桜庭一樹『ファミリーポートレイト』

ファミリーポートレイト

ファミリーポートレイト

 2008年11月購入。3ヶ月の放置。桜庭一樹作品の主要テーマが「少女」であることは、衆目の一致するところであろう。そこから拡大して「家族」というくくりで眺めてみると、「少女」は「父親」との関係でもって語られることが多いように思われる。出世作砂糖菓子の弾丸は撃ちぬけない』や初の非ライトノベルである『少女には向かない職業』などが代表的作品で、父―娘という構図を用いて「少女」を描き出している。それはすなわち大人―子供の関係性でもあり、かつ、男女の対立の構図でもあり、テーマを語らう上では非常に便利である。
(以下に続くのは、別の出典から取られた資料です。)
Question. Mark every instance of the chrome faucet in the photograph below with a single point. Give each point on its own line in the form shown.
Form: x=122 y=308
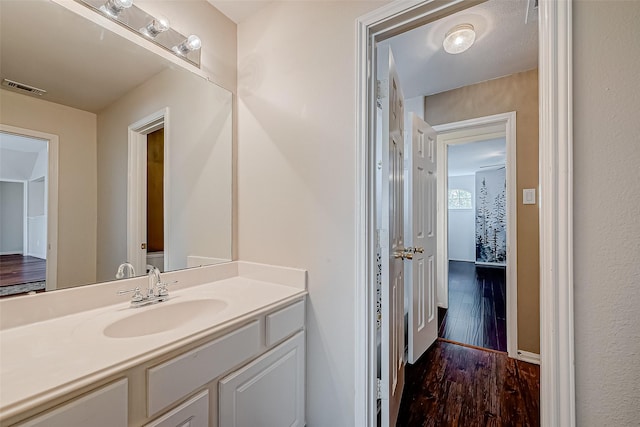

それに比して女性同士、すなわち母―娘の関係性はこれまでメインで取り上げていない。『少女七竃と七人のかわいそうな大人』では母親の存在が重要視されながらも、肝心の母親自身は物語の中心に置かれることはない。『赤朽葉家の伝説』は母系家族を扱っているものの、作者には母―娘という関係性を描くという意図はないであろう。
 本書ではそのような作者のテーマ的欠落を埋めんとするかのように、母と娘の関係がメインに据えられている。第一部では少女コマコと母マコのこと、まさに「少女」というものが「母親」との関係性でもって述べられていく。残酷で悲しく、しかしどこか美しいその物語は母親の退場でもって幕を閉じる。続く第二部はコマコが少女から大人へと成長していく話だ。年を重ね、年齢的に第一部の母親のそれに追いつき追い越し、やがては自分が「母」になる――それは成長とともに自身の少女性の喪失であり、母親というくびきからの開放でもある。ここまで書ききって、作者による「少女」と「母親」の物語は完成するのだ。出来そのものも期待にそぐわぬすばらしいもので、作者にとっても読者にとっても非常に意義深い一冊だ。